5

While preparing for an interview, I have come across an SQL question and I hope to get some insight as to how to better answer it.

Given timestamps, userid, how to determine the number of users who are active everyday in a week?

There's very little to it, but that's the question in front of me.

Selfish
  • 6,023
  • 4
  • 44
  • 63
user3362840
  • 151
  • 1
  • 2
  • 11

6 Answers6

7

I'm going to demonstrate such an idea based on what makes most sense to me and the way I would reply if the question was presented same as here:

First, let's assume a data set as such, we will name the table logins:

+---------+---------------------+
| user_id |   login_timestamp   |
+---------+---------------------+
|       1 | 2015-09-29 14:05:05 |
|       2 | 2015-09-29 14:05:08 |
|       1 | 2015-09-29 14:05:12 |
|       4 | 2015-09-22 14:05:18 |
|   ...   |          ...        |
+---------+---------------------+

There may be other columns, but we don't mind those.

First of all we should determine the borders of that week, for that we can use ADDDATE(). Combined with the idea that today's date-today's week-day (MySQL's DAYOFWEEK()), is sunday's date.

For instance: If today is Wednesday the 10th, Wed - 3 = Sun, thus 10 - 3 = 7, and we can expect Sunday to be the 7th.

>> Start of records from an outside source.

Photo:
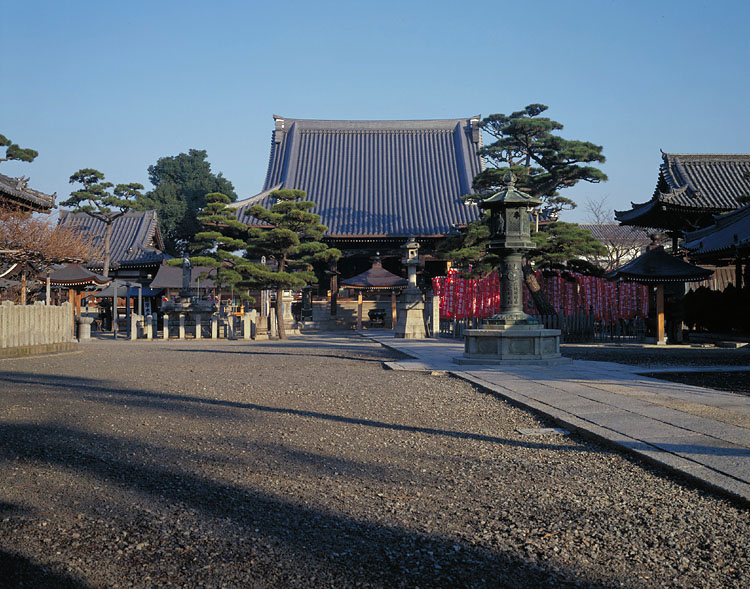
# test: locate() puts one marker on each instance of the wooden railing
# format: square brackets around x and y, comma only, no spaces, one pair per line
[23,326]
[579,328]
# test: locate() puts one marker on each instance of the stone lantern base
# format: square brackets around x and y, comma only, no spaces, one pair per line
[512,344]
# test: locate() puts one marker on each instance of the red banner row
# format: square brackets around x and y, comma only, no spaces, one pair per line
[568,293]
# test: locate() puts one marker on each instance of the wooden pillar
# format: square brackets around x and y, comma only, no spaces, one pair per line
[393,309]
[334,289]
[738,273]
[359,310]
[660,338]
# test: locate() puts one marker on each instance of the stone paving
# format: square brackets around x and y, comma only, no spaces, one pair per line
[701,433]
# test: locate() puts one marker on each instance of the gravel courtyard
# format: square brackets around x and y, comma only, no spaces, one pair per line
[306,464]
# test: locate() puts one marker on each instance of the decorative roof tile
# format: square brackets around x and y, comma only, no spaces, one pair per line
[171,277]
[657,266]
[728,234]
[376,178]
[700,184]
[135,236]
[376,278]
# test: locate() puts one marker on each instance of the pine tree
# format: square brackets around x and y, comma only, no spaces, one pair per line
[543,164]
[99,200]
[287,234]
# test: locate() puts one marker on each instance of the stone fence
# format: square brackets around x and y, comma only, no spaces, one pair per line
[34,329]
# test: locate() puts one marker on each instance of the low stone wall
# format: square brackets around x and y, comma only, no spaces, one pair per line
[35,329]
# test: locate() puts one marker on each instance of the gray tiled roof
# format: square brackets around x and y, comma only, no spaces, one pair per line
[376,178]
[135,236]
[710,183]
[171,277]
[617,234]
[17,191]
[729,233]
[657,266]
[375,278]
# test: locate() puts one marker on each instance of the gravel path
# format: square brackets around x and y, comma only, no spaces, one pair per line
[306,464]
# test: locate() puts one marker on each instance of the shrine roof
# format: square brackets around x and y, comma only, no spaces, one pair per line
[17,193]
[135,237]
[657,266]
[171,277]
[75,275]
[376,178]
[730,232]
[376,278]
[696,184]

We can get WeekStart and WeekEnd timestamps this way:

SELECT
DATE_FORMAT(ADDDATE(CURDATE(), INTERVAL 1-DAYOFWEEK(CURDATE()) DAY), "%Y-%m-%d 00:00:00") WeekStart, 
DATE_FORMAT(ADDDATE(CURDATE(), INTERVAL 7-DAYOFWEEK(CURDATE()) DAY), "%Y-%m-%d 23:59:59") WeekEnd;

Note: in PostgreSQL there's a DATE_TRUNC() function which returns the beginning of a specified time unit, given a date, such as week start, month, hour, and so on. But that's not available in MySQL.

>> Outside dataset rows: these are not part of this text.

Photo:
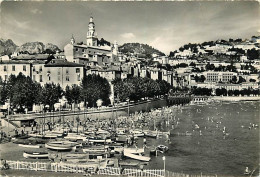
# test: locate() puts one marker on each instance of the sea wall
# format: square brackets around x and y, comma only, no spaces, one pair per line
[236,98]
[107,113]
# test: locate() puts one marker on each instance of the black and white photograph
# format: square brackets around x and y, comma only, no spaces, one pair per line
[129,88]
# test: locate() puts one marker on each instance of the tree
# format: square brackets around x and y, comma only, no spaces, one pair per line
[253,54]
[72,94]
[240,80]
[21,91]
[95,87]
[193,64]
[202,78]
[233,80]
[51,93]
[252,80]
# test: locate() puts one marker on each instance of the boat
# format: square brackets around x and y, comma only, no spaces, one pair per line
[137,157]
[247,171]
[137,133]
[94,149]
[75,137]
[36,155]
[151,134]
[153,151]
[187,133]
[162,148]
[61,145]
[30,145]
[98,139]
[134,150]
[52,135]
[68,156]
[116,147]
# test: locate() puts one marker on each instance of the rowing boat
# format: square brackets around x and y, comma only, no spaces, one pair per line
[36,155]
[61,145]
[137,157]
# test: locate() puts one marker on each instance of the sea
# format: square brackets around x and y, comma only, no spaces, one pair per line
[209,150]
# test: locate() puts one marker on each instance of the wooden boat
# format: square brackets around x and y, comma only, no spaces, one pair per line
[53,135]
[137,133]
[162,148]
[36,155]
[74,136]
[94,149]
[61,145]
[30,145]
[137,157]
[247,171]
[116,147]
[97,139]
[151,134]
[134,150]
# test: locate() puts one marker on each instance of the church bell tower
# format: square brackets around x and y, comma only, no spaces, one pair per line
[91,35]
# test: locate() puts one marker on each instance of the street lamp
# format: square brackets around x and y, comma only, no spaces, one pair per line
[164,164]
[128,106]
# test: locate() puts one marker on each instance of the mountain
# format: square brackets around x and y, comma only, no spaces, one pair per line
[32,47]
[38,47]
[139,49]
[51,47]
[7,47]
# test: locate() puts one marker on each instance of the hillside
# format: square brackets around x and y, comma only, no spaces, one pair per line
[138,49]
[38,47]
[7,47]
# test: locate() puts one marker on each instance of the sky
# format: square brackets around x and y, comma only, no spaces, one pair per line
[164,25]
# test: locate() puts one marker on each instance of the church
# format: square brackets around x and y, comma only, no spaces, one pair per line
[90,53]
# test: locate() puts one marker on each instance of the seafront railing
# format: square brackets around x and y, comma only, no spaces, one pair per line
[93,169]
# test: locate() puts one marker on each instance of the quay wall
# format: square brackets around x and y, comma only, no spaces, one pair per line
[236,98]
[104,113]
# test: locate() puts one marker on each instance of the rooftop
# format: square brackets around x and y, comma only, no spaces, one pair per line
[62,63]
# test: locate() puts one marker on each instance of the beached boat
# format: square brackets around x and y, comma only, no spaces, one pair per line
[137,133]
[162,148]
[52,135]
[30,145]
[61,145]
[137,157]
[36,155]
[151,134]
[116,147]
[134,150]
[94,149]
[75,137]
[98,139]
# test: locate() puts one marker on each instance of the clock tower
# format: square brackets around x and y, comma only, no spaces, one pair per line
[91,35]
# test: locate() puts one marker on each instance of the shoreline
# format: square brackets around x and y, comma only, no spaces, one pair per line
[236,98]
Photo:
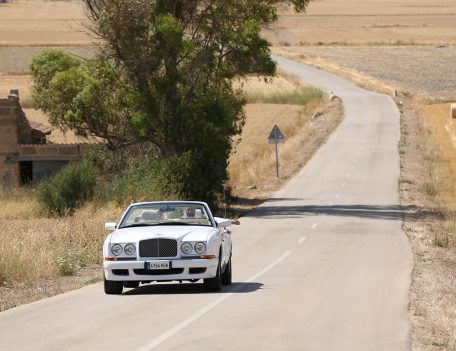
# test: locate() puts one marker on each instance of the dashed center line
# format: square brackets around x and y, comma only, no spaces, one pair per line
[154,342]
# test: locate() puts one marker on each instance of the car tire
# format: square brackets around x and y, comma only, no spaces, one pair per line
[113,287]
[131,285]
[214,284]
[227,274]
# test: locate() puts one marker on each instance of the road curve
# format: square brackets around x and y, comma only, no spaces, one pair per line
[322,265]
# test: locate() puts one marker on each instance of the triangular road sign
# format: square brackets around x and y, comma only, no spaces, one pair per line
[276,136]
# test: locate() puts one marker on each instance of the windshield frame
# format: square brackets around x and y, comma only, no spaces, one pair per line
[171,222]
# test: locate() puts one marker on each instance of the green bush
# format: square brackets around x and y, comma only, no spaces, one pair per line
[299,96]
[68,189]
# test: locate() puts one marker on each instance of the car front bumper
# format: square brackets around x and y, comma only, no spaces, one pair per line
[181,269]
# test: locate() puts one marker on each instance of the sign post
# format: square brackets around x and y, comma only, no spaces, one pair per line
[276,137]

Next, let's utilize WeekStart and weekEnd in order to clice our data set, in this example I'll just show how to filter, using hard coded dates:

SELECT *
FROM `logins`
WHERE login_timestamp BETWEEN '2015-09-29 14:05:07' AND '2015-09-29 14:05:13'

This should return our data set sliced, with only relevant results:

+---------+---------------------+
| user_id |   login_timestamp   |
+---------+---------------------+
|       2 | 2015-09-29 14:05:08 |
|       1 | 2015-09-29 14:05:12 |
+---------+---------------------+

We can then reduce our result set to only the user_ids, and filter out duplicates. then count, this way:

SELECT COUNT(DISTINCT user_id)
FROM `logins`
WHERE login_timestamp BETWEEN '2015-09-29 14:05:07' AND '2015-09-29 14:05:13'

DISTINCT will filter out duplicates, and count will return just the amount.

Combined, this becomes:

SELECT COUNT(DISTINCT user_id)
FROM `logins`
WHERE login_timestamp 
    BETWEEN DATE_FORMAT(ADDDATE(CURDATE(), INTERVAL 1- DAYOFWEEK(CURDATE()) DAY), "%Y-%m-%d 00:00:00") 
        AND DATE_FORMAT(ADDDATE(CURDATE(), INTERVAL 7- DAYOFWEEK(CURDATE()) DAY), "%Y-%m-%d 23:59:59")

Replace CURDATE() with any timestamp in order to get that week's user login count.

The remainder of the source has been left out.